On Tue, Oct 24, 2017 at 05:16:23PM +0200, Michael Haggerty wrote:
> But in fact the problem is more general; it can happen whenever a
> reference deletion within a transaction is processed successfully, and
> then another reference update in the same transaction fails in
> `lock_ref_for_update()`. In such a case the failed update and any
> subsequent ones could be silently ignored.
Thanks for digging this down to the root cause. It sounds like this
might not be all that hard to trigger for users of "push --atomic", then
(most of the rest of the code is saved by the fact that it still uses
one ref per transaction, which I think can't trigger this).
> There is a longer explanation in the second patch's commit message.
>
> The tests that I added probe a bunch of D/F update scenarios, which I
> think should be characteristic of the scenarios that would trigger
> this bug. It would be nice to have tests that examine other types of
> failures (e.g., wrong `old_oid` values).
What you added makes sense to me for now. I do admit I was a little
surprised that we didn't have better test coverage for partial
transaction failures. I think in general our test suite is weak on
checking failures, and covering more cases (like old_oid) would be
welcome. Those will be valuable especially as we started playing with
more storage backends.
I also agree that those tests can come post-release.
> While looking at this code again, I realized that the new code
> rewrites the `packed-refs` file more often than did the old code.
> Specifically, after dc39e09942 (files_ref_store: use a transaction to
> update packed refs, 2017-09-08), the `packed-refs` file is overwritten
> for any transaction that includes a reference delete. Prior to that
> commit, `packed-refs` was only overwritten if a deleted reference was
> actually present in the existing `packed-refs` file.

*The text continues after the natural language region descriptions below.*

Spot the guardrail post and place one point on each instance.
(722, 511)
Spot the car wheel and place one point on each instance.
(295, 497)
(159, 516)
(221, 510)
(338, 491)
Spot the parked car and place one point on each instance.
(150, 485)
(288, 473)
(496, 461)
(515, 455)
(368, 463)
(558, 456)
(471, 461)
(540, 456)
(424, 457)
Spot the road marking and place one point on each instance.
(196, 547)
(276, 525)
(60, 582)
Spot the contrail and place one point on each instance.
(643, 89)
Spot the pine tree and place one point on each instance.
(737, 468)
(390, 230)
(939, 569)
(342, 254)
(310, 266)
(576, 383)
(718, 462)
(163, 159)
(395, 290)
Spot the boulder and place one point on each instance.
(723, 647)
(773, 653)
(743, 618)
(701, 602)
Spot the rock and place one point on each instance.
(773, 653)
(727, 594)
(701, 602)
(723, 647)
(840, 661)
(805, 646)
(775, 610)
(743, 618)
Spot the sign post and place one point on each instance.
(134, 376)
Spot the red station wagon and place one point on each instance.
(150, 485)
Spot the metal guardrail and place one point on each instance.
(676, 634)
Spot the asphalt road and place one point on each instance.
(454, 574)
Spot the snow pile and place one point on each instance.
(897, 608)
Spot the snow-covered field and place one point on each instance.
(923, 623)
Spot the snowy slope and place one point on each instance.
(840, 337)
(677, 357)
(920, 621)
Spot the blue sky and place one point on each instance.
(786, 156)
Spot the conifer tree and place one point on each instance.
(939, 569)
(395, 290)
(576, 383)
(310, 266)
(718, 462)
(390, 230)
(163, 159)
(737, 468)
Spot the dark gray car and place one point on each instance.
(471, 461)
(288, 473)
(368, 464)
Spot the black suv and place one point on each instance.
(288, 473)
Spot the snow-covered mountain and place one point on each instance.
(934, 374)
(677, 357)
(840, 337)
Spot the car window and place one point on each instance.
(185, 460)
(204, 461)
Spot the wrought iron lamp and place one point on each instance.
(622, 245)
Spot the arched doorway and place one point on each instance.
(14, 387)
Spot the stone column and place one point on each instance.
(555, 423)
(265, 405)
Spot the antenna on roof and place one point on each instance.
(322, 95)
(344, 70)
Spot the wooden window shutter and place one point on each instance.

This is even the
> case if there was previously no `packed-refs` file at all; now any
> reference deletion causes an empty `packed-refs` file to be created.
>
> I think this is a conscionable regression, since deleting references
> that are purely loose is probably not all that common, and the old
> code had to read the whole `packed-refs` file anyway. Nevertheless, it
> is obviously something that I would like to fix (though maybe not for
> 2.15? I'm open to input about its urgency.)
I agree it's not nearly as urgent as the fix you have here. It might
show up on a busy system as increased lock contention over packed-refs.
Or if you have really gigantic packed-refs files, a possible performance
regression. But as you say, it should be a pretty rare case.
So I'd be OK with leaving it to post-2.15. OTOH, I suspect it's a pretty
small patch. If you happen to produce it quickly, it might be worth
seeing before evaluating.
-Peff